The effects of these experiences stretch well beyond her own artwork into the way she understands her place in the Antioch community. She sees her role as the creative director as similar to her relationship to nature. She wants to be an organic part of the community rather than somebody working as an isolated individual. Her work as a curator at the Herndon is very collaborative, she said.
“We have a democratic process for how we select what might be interesting for shows,” a process that involves the Arts at Antioch Committee, which is comprised of student gallery assistants and volunteers, arts faculty, interested staff and others from the Yellow Springs community.
Although Wenker has only been at the Herndon for a short time, she’s already excited about several possibilities for future shows.
“I would love for more of the art to happen out there,” she said, gesturing toward her window that opens onto the horseshoe connecting three of the most active buildings on campus.
She is particularly interested in giving a voice to “quieter things” that may fall outside of what is generally considered to be fine art, including possibly reprising one of her shows that has already seen several incarnations, “Outsiders: An Exhibition of Work by ‘Nonhuman’ Others.” The show features found works created by “wasps, bees and birds,” among others, in part as an effort to bring anthropocentrism in art into question. This time she would like to see it as an invitational that might include Glen Helen as a part of the exhibition.

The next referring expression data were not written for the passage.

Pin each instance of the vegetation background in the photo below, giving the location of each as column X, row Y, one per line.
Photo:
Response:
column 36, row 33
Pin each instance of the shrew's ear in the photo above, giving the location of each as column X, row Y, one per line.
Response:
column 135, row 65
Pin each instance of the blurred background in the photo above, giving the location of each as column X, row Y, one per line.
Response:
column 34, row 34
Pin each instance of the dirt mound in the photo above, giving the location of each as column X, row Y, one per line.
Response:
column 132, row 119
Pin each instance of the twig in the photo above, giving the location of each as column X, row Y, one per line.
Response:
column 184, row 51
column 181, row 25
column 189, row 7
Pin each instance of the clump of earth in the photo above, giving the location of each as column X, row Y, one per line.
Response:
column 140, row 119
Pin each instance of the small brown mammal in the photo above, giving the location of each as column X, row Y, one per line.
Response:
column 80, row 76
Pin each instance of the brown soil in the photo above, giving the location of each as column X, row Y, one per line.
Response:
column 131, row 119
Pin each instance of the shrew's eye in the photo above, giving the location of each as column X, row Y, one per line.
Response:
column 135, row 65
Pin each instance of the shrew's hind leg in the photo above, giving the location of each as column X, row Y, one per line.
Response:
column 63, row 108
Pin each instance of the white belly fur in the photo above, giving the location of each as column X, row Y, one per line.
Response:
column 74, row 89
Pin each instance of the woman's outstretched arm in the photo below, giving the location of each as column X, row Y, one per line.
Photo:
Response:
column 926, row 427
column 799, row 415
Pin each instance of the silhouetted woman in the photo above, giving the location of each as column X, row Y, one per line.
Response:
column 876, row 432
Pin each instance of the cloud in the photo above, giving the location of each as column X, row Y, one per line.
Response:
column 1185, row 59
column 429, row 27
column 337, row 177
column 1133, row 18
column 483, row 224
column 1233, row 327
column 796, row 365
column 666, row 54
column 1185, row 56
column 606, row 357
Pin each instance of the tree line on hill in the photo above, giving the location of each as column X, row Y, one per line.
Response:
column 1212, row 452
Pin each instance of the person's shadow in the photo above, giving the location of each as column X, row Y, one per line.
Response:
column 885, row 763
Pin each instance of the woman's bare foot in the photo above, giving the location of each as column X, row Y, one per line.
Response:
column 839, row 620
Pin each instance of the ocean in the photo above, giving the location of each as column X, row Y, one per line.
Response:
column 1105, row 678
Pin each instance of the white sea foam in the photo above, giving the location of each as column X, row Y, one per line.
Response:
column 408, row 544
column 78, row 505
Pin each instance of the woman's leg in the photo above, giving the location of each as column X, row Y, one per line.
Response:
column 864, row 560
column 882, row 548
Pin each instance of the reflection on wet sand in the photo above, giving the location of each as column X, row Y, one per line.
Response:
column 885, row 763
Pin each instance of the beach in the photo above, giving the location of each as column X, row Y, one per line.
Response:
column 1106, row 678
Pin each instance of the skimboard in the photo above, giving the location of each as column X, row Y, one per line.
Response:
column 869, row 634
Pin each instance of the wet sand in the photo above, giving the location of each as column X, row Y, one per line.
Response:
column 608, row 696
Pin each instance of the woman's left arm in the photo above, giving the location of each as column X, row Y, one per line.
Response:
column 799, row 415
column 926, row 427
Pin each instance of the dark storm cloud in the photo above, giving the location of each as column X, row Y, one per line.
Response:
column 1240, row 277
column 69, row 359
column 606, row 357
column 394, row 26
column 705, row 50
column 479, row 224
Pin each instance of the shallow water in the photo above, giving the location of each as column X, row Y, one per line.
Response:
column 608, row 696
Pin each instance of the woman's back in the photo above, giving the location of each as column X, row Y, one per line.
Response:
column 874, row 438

She would also like to host shows that would align with Antioch’s curriculum outside the arts, possibly including politically oriented shows. Drawing on inspiration she found while teaching conceptual drawing at the University of Cincinnati, she has recently been interested in conceptual mapping and would like to bring those ideas into the Herndon. She is fascinated by the beauty of internet search mapping, a process that makes visible for anyone connections between internet sites that would otherwise remain unseen. This kind of conceptual mapping, she said, has been applied in a number of other ways, and can be used to visualize connections as diverse as links between political figures and the chronology of interpersonal relationships.
Her enthusiasm is not limited to her work in the Herndon Gallery, however. Wenker said she has found the atmosphere all over Antioch exciting and energizing.
“I would have gone to college here if I had known about it,” she said.
Wenker noted that people on campus seem more optimistic than she had been expecting given how busy Antioch has been during the past three years working toward accreditation. She speculated that the excitement is a result of the recent good news concerning the college’s candidacy for accreditation. She described the mood surrounding the community meeting on Tuesday, June 8, during which she was introduced to the community, as light and buoyant, and said she loves Antioch already. She feels excited to have begun working at Antioch at such a positive time in the college’s history.
*Jenn Wheeler is an Antioch College co-op student.